Boost logo

Boost :

Subject: Re: [boost] [GSoC] Some new ideas for this year's GSoC
From: Mathias Gaunard (mathias.gaunard_at_[hidden])
Date: 2010-04-06 14:42:04


Stefan wrote:

> * Optimize Boost String Algorithm finders to use an efficient substring
> matching algorithm as opposed to the naive algorithm. Most likely
> because of the fact that boost has implemented the finders for strings
> as generic algorithms, they haven't used efficient algorithms such as
> KMP, Boyer-Moore, Rabin-Karp etc.
> \see boost/algorithm/string/detail/finder.hpp
> The idea is to implement efficient algorithms such as the ones
> mentioned above to replace the current naive implementation. Note: it
> may be difficult to find nth matching substring position using some of
> these algorithms.
> Difficulty: easy-medium
>
> * Implement a string algorithm for generating the suffix array. The
> suffix array, after being precomputed on a certain string, allows for
> very efficient substring searches in the future. This is useful when the
> string doesn't change too often but there are plenty of substring to
> search against.

Why are those two points separate? It seems to be the same thing:
provides alternative and potentially better string searching algorithms.
That seems fairly easy to get right and get included into boost.

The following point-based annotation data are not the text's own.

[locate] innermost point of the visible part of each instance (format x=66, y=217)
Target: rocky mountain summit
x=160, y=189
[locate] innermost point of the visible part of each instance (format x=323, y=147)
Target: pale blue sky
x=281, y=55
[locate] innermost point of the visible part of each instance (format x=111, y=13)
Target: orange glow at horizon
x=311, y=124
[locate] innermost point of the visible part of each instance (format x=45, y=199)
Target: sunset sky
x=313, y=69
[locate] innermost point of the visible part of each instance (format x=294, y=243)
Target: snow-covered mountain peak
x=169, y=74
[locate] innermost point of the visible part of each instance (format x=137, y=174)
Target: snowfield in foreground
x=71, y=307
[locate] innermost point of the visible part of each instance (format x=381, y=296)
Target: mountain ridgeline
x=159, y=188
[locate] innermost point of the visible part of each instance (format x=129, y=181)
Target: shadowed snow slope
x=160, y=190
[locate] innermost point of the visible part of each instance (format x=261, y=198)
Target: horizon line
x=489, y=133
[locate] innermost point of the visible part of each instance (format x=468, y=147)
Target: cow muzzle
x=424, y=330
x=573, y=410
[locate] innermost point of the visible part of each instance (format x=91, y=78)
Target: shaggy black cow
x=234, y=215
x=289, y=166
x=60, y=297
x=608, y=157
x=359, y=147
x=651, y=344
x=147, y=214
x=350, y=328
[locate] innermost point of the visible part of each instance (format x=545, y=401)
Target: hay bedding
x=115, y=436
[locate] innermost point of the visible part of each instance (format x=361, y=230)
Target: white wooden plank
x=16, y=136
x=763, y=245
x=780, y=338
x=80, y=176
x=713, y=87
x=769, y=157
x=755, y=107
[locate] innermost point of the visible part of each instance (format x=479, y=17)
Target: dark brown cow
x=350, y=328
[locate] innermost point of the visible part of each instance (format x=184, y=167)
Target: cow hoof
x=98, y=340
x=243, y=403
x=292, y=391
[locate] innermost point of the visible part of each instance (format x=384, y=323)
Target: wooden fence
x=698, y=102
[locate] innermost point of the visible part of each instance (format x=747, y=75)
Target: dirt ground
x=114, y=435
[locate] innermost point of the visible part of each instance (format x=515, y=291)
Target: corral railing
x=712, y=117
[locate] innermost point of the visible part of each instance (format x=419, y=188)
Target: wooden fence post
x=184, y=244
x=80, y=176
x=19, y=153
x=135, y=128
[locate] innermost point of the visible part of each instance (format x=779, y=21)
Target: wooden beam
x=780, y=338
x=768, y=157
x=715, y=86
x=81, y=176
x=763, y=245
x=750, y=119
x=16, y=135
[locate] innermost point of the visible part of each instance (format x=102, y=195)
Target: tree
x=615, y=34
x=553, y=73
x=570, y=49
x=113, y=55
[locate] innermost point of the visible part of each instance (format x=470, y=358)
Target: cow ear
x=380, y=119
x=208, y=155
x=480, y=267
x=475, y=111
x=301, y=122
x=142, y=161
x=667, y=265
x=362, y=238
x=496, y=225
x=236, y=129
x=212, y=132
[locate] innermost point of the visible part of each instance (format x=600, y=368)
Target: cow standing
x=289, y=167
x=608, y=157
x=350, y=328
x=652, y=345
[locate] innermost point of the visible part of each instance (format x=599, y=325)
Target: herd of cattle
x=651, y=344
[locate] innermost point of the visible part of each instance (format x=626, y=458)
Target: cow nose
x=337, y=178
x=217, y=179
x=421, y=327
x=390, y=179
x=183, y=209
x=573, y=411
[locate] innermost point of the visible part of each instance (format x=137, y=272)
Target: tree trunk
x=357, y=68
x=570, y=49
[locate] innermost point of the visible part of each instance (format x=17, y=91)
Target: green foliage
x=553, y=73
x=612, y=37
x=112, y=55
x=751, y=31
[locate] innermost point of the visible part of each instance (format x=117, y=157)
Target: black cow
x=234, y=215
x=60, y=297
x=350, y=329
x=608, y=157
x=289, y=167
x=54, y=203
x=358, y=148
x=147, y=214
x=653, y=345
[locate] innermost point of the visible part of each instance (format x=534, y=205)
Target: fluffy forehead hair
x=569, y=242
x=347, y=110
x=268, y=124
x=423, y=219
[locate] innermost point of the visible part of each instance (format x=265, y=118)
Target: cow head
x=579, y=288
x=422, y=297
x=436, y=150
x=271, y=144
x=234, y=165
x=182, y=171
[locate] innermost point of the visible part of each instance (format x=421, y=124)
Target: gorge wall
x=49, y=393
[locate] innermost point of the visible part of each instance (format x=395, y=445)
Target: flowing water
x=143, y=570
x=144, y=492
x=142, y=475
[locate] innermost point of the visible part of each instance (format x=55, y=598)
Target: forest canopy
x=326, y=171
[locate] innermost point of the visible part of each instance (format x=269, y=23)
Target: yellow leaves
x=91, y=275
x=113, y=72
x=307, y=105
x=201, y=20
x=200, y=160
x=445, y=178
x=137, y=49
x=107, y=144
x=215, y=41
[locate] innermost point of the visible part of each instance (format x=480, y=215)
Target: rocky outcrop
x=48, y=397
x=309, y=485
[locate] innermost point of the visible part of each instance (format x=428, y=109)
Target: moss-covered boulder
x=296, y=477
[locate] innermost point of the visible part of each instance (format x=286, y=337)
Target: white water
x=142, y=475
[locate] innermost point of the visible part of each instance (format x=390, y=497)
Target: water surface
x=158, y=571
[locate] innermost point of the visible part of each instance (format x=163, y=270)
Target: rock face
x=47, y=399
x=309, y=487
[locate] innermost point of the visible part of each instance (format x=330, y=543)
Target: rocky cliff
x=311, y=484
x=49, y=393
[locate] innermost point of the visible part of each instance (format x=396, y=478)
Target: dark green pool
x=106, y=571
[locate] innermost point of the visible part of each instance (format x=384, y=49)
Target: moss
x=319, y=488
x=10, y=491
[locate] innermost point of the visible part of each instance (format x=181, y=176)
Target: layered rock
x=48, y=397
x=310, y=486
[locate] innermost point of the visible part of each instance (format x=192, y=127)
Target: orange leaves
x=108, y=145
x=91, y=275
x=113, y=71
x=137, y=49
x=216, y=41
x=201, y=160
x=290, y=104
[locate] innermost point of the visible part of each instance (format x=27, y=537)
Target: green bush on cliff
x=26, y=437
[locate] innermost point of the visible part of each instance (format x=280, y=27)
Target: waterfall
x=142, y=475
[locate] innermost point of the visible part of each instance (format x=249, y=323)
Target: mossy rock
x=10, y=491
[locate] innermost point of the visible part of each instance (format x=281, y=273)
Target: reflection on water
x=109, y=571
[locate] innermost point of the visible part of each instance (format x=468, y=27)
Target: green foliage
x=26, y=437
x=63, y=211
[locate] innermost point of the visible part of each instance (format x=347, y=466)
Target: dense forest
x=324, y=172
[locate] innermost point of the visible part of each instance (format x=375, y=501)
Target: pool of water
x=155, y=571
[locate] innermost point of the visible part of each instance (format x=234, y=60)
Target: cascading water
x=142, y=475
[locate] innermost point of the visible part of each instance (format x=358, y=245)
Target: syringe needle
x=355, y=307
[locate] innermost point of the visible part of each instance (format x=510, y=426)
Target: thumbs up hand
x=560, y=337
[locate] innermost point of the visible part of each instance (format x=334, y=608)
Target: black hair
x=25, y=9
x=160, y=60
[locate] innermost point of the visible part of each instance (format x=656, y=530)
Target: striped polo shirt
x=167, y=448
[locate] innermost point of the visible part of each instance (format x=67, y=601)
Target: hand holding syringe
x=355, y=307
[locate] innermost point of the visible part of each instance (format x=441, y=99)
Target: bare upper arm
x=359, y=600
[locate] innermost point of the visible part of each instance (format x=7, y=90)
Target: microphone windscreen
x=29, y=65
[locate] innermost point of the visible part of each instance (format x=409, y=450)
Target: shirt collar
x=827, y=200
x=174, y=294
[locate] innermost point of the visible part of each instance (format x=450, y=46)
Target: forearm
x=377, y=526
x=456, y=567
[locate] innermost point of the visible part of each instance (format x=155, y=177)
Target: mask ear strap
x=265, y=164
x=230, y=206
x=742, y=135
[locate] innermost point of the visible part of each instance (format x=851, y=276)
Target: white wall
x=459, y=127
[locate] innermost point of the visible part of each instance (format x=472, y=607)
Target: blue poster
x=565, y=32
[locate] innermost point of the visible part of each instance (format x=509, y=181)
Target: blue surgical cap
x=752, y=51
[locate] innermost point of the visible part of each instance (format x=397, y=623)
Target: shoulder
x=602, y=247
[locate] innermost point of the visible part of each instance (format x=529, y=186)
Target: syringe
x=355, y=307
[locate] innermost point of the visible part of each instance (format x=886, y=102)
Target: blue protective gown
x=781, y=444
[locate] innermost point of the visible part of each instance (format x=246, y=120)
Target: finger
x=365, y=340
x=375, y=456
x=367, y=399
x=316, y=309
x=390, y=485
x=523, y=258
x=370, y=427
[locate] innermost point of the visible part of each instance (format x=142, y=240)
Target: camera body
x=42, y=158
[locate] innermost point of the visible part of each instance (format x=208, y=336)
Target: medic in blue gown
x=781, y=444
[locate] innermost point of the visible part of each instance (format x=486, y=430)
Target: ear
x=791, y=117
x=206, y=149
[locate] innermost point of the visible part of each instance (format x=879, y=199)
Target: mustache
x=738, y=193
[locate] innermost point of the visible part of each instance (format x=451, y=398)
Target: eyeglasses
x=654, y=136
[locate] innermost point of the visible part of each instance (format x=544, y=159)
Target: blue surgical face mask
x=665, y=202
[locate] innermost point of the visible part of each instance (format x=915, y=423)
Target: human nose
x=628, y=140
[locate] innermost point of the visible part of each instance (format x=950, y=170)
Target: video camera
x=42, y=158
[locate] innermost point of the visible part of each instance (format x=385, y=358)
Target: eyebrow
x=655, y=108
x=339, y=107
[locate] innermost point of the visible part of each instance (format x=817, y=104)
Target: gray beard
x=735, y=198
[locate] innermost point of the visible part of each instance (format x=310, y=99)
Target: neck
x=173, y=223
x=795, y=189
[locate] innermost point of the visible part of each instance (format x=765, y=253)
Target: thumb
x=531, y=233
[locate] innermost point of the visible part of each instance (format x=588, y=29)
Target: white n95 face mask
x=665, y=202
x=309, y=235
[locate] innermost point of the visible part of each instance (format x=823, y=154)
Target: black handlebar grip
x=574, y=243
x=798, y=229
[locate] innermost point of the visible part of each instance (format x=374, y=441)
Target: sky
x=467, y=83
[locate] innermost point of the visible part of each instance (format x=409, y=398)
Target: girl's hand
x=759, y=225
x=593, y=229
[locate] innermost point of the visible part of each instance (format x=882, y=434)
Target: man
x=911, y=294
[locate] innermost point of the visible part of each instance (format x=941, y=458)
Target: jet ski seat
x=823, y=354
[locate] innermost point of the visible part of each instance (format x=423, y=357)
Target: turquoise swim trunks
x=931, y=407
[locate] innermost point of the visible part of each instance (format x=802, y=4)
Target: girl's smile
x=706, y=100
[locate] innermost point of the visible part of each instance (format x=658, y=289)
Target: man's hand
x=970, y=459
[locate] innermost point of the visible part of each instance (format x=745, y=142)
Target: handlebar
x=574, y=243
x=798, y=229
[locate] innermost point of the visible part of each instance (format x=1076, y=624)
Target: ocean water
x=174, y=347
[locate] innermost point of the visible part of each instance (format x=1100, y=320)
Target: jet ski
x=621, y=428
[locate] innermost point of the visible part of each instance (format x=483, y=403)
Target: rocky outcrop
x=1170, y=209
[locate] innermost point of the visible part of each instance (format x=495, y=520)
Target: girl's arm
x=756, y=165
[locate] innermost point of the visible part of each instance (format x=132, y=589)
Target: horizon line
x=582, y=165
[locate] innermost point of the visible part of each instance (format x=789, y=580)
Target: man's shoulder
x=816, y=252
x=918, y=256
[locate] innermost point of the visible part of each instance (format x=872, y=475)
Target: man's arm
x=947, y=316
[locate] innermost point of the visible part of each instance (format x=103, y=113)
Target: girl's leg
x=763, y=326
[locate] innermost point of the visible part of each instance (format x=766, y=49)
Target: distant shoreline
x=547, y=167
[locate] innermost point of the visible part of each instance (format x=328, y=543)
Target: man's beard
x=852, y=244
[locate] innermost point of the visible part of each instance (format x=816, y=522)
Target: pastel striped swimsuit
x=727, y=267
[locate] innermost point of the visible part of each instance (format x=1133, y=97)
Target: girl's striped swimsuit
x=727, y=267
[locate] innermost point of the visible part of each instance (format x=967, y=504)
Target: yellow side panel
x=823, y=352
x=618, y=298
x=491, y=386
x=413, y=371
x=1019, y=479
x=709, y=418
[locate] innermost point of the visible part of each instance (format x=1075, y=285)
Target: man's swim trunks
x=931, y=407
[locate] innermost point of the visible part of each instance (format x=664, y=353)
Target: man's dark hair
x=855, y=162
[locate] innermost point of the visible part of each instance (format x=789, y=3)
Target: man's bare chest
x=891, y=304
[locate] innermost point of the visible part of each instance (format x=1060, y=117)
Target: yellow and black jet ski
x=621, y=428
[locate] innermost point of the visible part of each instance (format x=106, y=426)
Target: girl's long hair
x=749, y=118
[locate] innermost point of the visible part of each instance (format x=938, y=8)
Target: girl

> * Space partitioning data structures? kd-trees? quadtrees? octtrees?
> collision detectors? closest neighbors?

There were already some projects about that in the past years, but I
don't think they were very successful.
You might want to take a look at them.

Integrating with Boost.Geometry would definitely be good. (it already
provides collision detection and closest neighbour I believe)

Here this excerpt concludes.